Emlakçı ve müteahhit Veli Göçer, 1999 depremini takip eden yıllarda cezaevine girdi ve 7.5 yıl hapiste kaldı. “Günah keçisi” seçildiğini iddia eden Göçer’in hikayesi, bölgede yaşanan facianın diğer sorumluları ve 1999’da Yalova’yı da yıkan depremin ardından yaşanan hukuki süreç. Rakamlar, isimler ve zamanaşımına uğrayan hafızalar…
Marmara depreminde 17 bin 480 kişinin öldüğü ilan edildiğinde, sayının gerçekte daha yüksek olduğunu düşünenler çoğunluktaydı. 11 yıl sonra Meclis’te kurulan deprem komisyonu can kaybı sayısını 18 bin 373 olarak güncelledi. Bununla birlikte, gayriresmî verilere göre ölü sayısının bu rakamın yaklaşık iki katı olduğu biliniyor.
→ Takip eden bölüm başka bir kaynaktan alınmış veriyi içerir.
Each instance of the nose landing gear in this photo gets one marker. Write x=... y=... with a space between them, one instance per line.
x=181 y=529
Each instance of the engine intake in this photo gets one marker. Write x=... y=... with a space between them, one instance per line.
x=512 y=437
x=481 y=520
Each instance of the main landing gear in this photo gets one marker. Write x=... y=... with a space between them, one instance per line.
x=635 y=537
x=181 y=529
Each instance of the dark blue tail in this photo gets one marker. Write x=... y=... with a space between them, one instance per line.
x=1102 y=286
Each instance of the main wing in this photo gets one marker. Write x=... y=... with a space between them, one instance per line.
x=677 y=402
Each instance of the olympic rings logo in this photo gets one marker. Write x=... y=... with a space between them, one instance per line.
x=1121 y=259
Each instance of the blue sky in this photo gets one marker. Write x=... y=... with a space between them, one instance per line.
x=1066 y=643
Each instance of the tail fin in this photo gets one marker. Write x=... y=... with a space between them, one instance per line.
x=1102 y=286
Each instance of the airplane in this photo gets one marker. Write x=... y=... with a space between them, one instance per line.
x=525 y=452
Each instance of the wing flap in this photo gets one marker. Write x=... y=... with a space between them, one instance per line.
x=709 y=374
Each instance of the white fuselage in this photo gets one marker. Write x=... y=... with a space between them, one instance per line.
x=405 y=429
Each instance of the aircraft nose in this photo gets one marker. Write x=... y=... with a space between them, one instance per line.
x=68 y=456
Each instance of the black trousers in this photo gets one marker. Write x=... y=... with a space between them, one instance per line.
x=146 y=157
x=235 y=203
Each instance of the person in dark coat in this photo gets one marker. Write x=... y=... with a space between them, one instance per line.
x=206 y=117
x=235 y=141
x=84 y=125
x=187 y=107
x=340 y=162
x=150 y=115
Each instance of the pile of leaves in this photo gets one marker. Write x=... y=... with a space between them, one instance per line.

1999 depreminde 112 bin 724’ü yıkık ve ağır hasarlı olmak üzere toplam 376 bin 479 konut ve işyerinde de hasar saptanmış, 133 bin 683 bina çökmüştü. Kamuoyu insanların can verdiği binaları yapan müteahhitlerin ve izin verenlerin cezalandırılmasını istiyordu. Depremin ilk şoku atlatıldıktan sonra sorumluların bir bölümü yakalandı; 170’i kamu görevlisi 6.286 kişinin yargılandığı 2.100 dava açıldı. Yargılananların imdadına iki yıl sonra çıkarılan “Rahşan affı” yetişince, davalardan 1.800’ü cezasız sonuçlandı. Kalan 300 davadan 110’unda verilen cezalar ertelendi; 190 dava da 2007’de zamanaşımından düştü.
Yargılanan 6.286 kişiden yaklaşık 150’si tutuklansa da çoğu bir-iki ay sonra serbest kalmıştı. Üç ila altı ay arası hapis yatan kişi sayısı ise 20’ye yakındı. Yani sorumlu olduğu iddia edilen 6.000’den fazla kişi tek bir gün bile hapis yatmadı. 6 aydan fazla cezaevinde kalan yalnızca iki kişi vardı: Çınarcık’ta yaptığı bazı binalar yıkılan Veli Göçer ve bu binaların teknik sorumlusu Mimar İsmet Kösebalaban. Kösebalaban 4 yıldan uzun süre kaldığı cezaevinde öldü. 7.5 yıl hapis yatan Veli Göçer ise dava boyunca binlerce sorumlu dışarıda dolaşırken bir tek kendisinin hapiste olmasına isyan etmişti. Günah keçisi ilan edildiğini söylüyordu.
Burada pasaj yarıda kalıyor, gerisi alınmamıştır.